Dans les études à dose fixe, la proportion des patients signalant une amélioration de leurs érections grâce au traitement était de 62 % (25 mg), 74 % (50 mg) et 82 % (100 mg) contre 25 % chez les patients recevant un placebo. Dans les études cliniques, le taux d'interruption du traitement dû au sildénafil était faible et similaire au placebo.

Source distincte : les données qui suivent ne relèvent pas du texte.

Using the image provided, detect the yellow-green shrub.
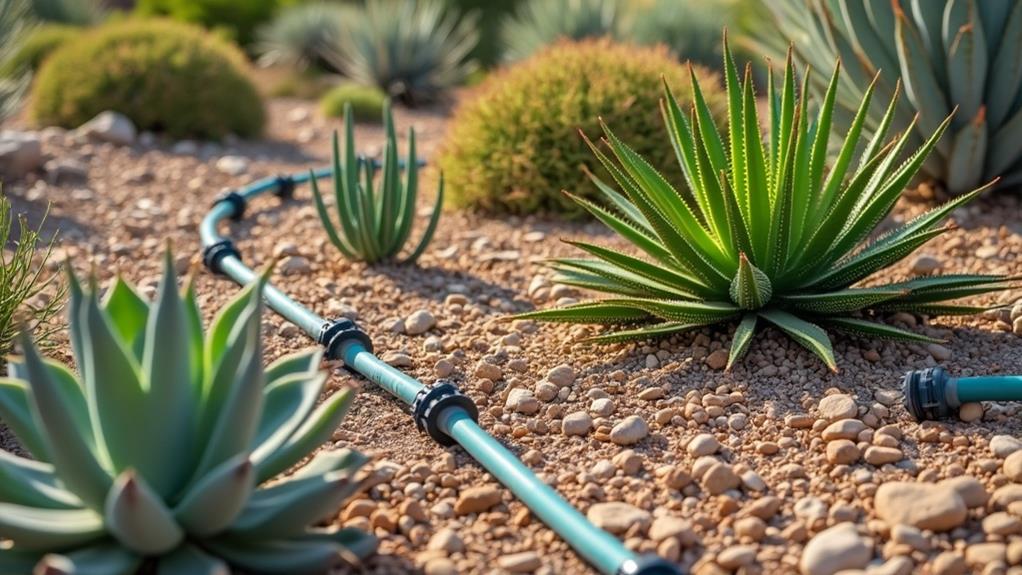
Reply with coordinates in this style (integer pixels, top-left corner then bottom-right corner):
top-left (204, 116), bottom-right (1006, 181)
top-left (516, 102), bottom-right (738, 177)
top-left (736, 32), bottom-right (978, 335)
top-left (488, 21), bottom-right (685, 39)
top-left (320, 83), bottom-right (386, 122)
top-left (31, 20), bottom-right (266, 138)
top-left (439, 40), bottom-right (726, 215)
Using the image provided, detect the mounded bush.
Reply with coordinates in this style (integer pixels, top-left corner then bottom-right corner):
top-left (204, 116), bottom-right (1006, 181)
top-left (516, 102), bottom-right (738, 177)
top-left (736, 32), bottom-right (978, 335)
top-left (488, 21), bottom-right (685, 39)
top-left (439, 40), bottom-right (727, 215)
top-left (31, 20), bottom-right (266, 138)
top-left (3, 23), bottom-right (83, 76)
top-left (320, 84), bottom-right (386, 122)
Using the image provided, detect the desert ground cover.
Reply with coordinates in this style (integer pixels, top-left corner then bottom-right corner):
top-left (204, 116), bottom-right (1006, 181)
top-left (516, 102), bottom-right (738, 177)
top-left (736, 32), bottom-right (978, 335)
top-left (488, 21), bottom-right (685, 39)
top-left (0, 95), bottom-right (1022, 575)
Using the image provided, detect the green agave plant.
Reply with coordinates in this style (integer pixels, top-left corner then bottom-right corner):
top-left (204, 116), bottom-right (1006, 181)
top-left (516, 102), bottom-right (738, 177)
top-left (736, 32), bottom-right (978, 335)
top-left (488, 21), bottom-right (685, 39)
top-left (518, 40), bottom-right (1013, 371)
top-left (0, 255), bottom-right (375, 575)
top-left (324, 0), bottom-right (479, 106)
top-left (760, 0), bottom-right (1022, 194)
top-left (310, 102), bottom-right (444, 263)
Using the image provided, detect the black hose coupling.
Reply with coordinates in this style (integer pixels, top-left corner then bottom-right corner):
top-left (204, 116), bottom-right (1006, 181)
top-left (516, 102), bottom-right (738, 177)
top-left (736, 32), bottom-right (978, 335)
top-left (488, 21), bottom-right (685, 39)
top-left (213, 190), bottom-right (248, 222)
top-left (616, 555), bottom-right (682, 575)
top-left (202, 238), bottom-right (241, 276)
top-left (901, 368), bottom-right (962, 421)
top-left (412, 381), bottom-right (479, 447)
top-left (273, 174), bottom-right (294, 200)
top-left (316, 318), bottom-right (373, 360)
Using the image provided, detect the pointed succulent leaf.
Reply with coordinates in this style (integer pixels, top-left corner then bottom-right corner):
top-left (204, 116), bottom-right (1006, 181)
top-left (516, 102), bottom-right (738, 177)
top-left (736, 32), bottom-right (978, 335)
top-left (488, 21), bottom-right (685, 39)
top-left (253, 388), bottom-right (355, 483)
top-left (103, 470), bottom-right (185, 556)
top-left (725, 314), bottom-right (758, 371)
top-left (138, 249), bottom-right (199, 497)
top-left (0, 504), bottom-right (106, 552)
top-left (103, 277), bottom-right (149, 362)
top-left (21, 336), bottom-right (117, 510)
top-left (0, 451), bottom-right (82, 509)
top-left (35, 543), bottom-right (142, 575)
top-left (0, 378), bottom-right (51, 462)
top-left (759, 309), bottom-right (837, 372)
top-left (174, 456), bottom-right (256, 537)
top-left (582, 322), bottom-right (706, 343)
top-left (730, 253), bottom-right (774, 309)
top-left (512, 301), bottom-right (650, 324)
top-left (230, 471), bottom-right (359, 540)
top-left (251, 373), bottom-right (327, 461)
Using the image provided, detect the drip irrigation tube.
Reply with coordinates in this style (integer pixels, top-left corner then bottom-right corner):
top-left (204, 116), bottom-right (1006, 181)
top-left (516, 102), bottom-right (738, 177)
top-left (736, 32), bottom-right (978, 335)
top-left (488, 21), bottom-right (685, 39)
top-left (199, 167), bottom-right (681, 575)
top-left (902, 368), bottom-right (1022, 421)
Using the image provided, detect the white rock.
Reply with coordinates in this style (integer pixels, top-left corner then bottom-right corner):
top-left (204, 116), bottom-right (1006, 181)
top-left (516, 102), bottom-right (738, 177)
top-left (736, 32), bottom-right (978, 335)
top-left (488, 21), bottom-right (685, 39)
top-left (799, 523), bottom-right (873, 575)
top-left (405, 309), bottom-right (436, 335)
top-left (686, 433), bottom-right (721, 458)
top-left (990, 435), bottom-right (1022, 458)
top-left (76, 110), bottom-right (138, 146)
top-left (586, 501), bottom-right (650, 535)
top-left (0, 130), bottom-right (43, 180)
top-left (547, 364), bottom-right (575, 387)
top-left (217, 155), bottom-right (248, 176)
top-left (818, 393), bottom-right (858, 422)
top-left (873, 481), bottom-right (969, 531)
top-left (561, 412), bottom-right (593, 435)
top-left (610, 416), bottom-right (649, 445)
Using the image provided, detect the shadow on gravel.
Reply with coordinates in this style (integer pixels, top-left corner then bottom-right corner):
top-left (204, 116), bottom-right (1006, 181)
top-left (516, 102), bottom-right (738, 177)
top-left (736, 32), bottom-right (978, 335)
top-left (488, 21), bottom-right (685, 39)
top-left (5, 188), bottom-right (93, 243)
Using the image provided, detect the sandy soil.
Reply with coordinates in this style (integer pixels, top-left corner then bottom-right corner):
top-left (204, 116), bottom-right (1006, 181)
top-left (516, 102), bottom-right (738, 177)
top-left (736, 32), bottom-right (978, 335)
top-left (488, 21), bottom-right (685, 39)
top-left (5, 101), bottom-right (1022, 574)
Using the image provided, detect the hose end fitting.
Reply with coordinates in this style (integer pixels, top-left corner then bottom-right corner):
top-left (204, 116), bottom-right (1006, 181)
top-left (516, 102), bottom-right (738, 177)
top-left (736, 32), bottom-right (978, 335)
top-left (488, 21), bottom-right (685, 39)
top-left (616, 555), bottom-right (682, 575)
top-left (202, 238), bottom-right (241, 276)
top-left (412, 381), bottom-right (479, 447)
top-left (213, 190), bottom-right (248, 222)
top-left (273, 174), bottom-right (294, 200)
top-left (316, 318), bottom-right (373, 360)
top-left (901, 368), bottom-right (961, 422)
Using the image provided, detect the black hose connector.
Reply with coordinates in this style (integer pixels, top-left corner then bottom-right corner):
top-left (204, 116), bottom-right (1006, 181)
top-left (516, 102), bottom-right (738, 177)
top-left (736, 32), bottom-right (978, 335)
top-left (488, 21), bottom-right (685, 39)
top-left (901, 368), bottom-right (961, 422)
top-left (616, 555), bottom-right (683, 575)
top-left (213, 190), bottom-right (248, 222)
top-left (273, 174), bottom-right (294, 200)
top-left (412, 382), bottom-right (479, 447)
top-left (202, 238), bottom-right (241, 276)
top-left (316, 318), bottom-right (373, 360)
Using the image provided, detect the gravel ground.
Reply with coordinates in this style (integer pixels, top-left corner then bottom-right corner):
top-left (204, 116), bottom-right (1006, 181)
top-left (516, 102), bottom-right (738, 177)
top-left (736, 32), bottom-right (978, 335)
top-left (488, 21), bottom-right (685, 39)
top-left (0, 101), bottom-right (1022, 575)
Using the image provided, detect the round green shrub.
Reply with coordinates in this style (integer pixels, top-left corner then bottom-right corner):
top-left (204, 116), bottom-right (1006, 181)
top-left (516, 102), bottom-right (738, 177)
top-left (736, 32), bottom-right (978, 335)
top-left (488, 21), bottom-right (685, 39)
top-left (2, 23), bottom-right (83, 77)
top-left (439, 40), bottom-right (727, 217)
top-left (31, 20), bottom-right (266, 139)
top-left (320, 84), bottom-right (386, 122)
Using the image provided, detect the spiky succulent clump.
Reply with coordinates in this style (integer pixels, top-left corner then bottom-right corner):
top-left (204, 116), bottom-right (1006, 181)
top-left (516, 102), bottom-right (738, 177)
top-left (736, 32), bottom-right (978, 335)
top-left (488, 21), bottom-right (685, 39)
top-left (310, 102), bottom-right (444, 263)
top-left (0, 192), bottom-right (64, 361)
top-left (326, 0), bottom-right (478, 105)
top-left (763, 0), bottom-right (1022, 194)
top-left (0, 255), bottom-right (375, 575)
top-left (520, 38), bottom-right (1011, 370)
top-left (257, 2), bottom-right (352, 68)
top-left (439, 39), bottom-right (727, 215)
top-left (501, 0), bottom-right (628, 61)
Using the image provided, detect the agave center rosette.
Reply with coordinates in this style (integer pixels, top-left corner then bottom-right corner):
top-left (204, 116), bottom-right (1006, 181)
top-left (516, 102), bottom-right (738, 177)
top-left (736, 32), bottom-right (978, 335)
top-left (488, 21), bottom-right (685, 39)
top-left (0, 254), bottom-right (375, 575)
top-left (517, 38), bottom-right (1017, 371)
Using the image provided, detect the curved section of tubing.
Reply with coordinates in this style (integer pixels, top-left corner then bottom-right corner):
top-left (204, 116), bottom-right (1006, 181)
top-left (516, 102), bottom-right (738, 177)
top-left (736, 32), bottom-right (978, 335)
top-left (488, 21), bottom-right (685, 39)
top-left (199, 169), bottom-right (681, 575)
top-left (902, 368), bottom-right (1022, 421)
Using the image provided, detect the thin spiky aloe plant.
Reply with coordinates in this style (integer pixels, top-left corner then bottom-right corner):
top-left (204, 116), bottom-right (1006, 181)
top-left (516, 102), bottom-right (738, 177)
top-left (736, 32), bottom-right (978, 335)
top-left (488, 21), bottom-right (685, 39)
top-left (310, 102), bottom-right (444, 263)
top-left (517, 39), bottom-right (1016, 371)
top-left (0, 253), bottom-right (375, 575)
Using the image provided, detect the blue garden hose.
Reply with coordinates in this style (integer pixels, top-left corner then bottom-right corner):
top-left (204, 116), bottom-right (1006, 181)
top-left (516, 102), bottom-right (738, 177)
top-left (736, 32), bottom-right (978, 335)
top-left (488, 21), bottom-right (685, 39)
top-left (902, 368), bottom-right (1022, 421)
top-left (199, 167), bottom-right (681, 575)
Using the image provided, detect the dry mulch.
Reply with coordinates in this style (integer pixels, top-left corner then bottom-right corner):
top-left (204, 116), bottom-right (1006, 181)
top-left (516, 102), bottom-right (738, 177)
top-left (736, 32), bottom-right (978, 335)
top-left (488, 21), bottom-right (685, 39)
top-left (5, 101), bottom-right (1022, 574)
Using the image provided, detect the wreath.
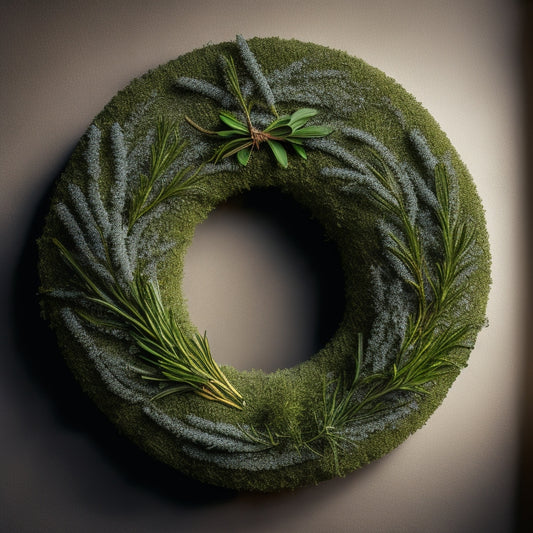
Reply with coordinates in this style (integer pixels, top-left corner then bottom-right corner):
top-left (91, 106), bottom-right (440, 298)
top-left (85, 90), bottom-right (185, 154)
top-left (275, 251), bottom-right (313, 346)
top-left (39, 36), bottom-right (490, 491)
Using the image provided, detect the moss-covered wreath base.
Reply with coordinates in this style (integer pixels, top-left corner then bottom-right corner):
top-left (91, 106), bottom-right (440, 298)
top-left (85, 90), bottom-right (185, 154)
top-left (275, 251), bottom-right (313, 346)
top-left (39, 37), bottom-right (490, 491)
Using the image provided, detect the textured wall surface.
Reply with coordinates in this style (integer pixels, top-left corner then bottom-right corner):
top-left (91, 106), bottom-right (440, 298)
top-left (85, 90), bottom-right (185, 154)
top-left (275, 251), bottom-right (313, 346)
top-left (0, 0), bottom-right (526, 533)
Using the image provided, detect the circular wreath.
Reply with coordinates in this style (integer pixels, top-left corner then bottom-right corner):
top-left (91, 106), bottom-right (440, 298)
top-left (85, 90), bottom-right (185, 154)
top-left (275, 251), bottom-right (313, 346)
top-left (39, 37), bottom-right (490, 491)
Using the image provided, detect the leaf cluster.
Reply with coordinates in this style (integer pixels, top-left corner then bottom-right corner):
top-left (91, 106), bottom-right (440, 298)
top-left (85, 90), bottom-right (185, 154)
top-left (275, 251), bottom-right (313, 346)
top-left (185, 57), bottom-right (333, 168)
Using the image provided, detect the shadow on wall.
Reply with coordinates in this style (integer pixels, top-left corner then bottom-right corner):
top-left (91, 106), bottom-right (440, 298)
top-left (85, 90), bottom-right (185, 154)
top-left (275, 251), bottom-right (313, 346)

En cumulant toutes les études, la proportion de patients sous sildénafil signalant une amélioration était (par population) de 84 % (troubles érectiles psychogènes), 77 % (troubles érectiles mixtes), 68 % (troubles érectiles organiques), 67 % (personnes âgées), 59 % (diabète sucré), 69 % (cardiopathie ischémique), 68 % (hypertendus), 61 % (résection transurétrale de la prostate), 43 % (prostatectomie radicale), 83 % (lésion de la moelle épinière) et 75 % (dépression). La tolérance et l'efficacité du sildénafil se maintenaient dans les études à long terme.
* Population pédiatrique
L'Agence européenne des médicaments a accordé une dérogation à l'obligation de soumettre des résultats d'études réalisées avec le sildénafil dans tous les sous-groupes de la population pédiatrique pour le traitement des troubles de l'érection (Cf. rubrique "Posologie" pour les informations concernant l'usage pédiatrique).